櫻本陵
櫻本陵(さくらもとのみささぎ) 2008年05月17日訪問
大豊神社から再び哲学の道に戻り、北に向かい進む。地図の上では、南側から霊鑑寺、安楽寺、法然院が並ぶあたりは、大文字山の裾野であり、その西側は既に宅地化されている。安楽寺の前に東西50メートル南北100メートル位の大きな緑地が残っている。ここが冷泉天皇の櫻本陵である。哲学の道からよーじや銀閣寺店で東に入り、真直ぐ進むと正面に現れる。
冷泉天皇は天暦4年(950)村上天皇の第2皇子として生まれる。第1皇子の広平親王を押しのけて生後間もなく立太子となる。これは時の権力者である藤原実頼・師輔兄弟の力が働いていたと考えられている。康保4年(967)村上天皇の崩御を受けて18歳で即位する。紫宸殿で即位式が行われるようになる最初の式であった。

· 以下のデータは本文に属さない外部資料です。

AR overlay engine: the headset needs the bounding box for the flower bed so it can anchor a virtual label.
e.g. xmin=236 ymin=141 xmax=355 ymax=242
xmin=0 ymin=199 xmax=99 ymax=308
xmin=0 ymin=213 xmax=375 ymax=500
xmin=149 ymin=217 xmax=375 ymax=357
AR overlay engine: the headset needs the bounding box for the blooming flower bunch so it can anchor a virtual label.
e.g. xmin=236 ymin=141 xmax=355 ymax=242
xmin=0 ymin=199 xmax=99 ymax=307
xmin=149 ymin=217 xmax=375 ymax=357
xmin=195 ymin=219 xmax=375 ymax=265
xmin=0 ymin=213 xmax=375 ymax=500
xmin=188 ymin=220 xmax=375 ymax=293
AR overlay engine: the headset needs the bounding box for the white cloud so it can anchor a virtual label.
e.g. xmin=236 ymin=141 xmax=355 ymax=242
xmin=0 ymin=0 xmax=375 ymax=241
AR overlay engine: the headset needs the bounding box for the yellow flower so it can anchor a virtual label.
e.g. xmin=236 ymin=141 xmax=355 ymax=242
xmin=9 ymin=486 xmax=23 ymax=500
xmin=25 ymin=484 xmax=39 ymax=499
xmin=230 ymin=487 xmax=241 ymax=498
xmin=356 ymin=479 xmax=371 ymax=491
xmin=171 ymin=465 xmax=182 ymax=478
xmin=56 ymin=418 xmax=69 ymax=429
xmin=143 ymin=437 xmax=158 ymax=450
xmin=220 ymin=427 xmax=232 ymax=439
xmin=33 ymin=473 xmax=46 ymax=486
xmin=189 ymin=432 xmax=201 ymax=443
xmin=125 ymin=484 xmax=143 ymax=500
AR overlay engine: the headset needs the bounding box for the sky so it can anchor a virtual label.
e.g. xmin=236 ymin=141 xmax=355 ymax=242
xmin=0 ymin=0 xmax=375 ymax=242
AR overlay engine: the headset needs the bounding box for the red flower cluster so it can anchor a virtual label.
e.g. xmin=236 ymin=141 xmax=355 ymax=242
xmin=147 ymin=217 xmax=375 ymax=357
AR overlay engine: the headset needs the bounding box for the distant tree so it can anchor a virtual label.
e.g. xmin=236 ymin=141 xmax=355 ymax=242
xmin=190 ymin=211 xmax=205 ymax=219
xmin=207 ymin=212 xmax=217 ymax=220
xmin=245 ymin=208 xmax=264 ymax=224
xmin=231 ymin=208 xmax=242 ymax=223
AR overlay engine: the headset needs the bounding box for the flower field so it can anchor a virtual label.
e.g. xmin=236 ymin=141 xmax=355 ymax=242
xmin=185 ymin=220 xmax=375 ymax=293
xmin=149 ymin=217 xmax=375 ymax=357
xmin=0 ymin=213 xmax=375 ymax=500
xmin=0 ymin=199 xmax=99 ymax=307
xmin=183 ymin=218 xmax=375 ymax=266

冷泉天皇が即位すると空位となった皇太子の座を巡って、村上天皇の第4皇子・為平親王と第5皇子・守平親王の間で安和の変が起こる。年長の為平親王が東宮となることが当然視されていたが、親王の妃の父が左大臣源高明であったことから問題が生じた。為平親王が東宮となり将来皇位に就くとなれば、源高明が外戚となり権勢を振うことになる。藤原氏はこれを恐れていた。
安和2年(969)源満仲と藤原善時が、橘繁延と源連の謀反を密告する。この事件が思いの他拡大し、源高明が謀反に加担していたとされ、太宰員外権帥に左遷することが決定する。冷泉天皇は、皇太子時代から精神に病があったため、安和の変の後に守平親王(円融天皇)に譲位を行い、冷泉院上皇となる。
在位の短かった冷泉院上皇ではあるが、円融天皇、花山天皇より長生きをし、寛弘8年(1011)に62歳で崩御している。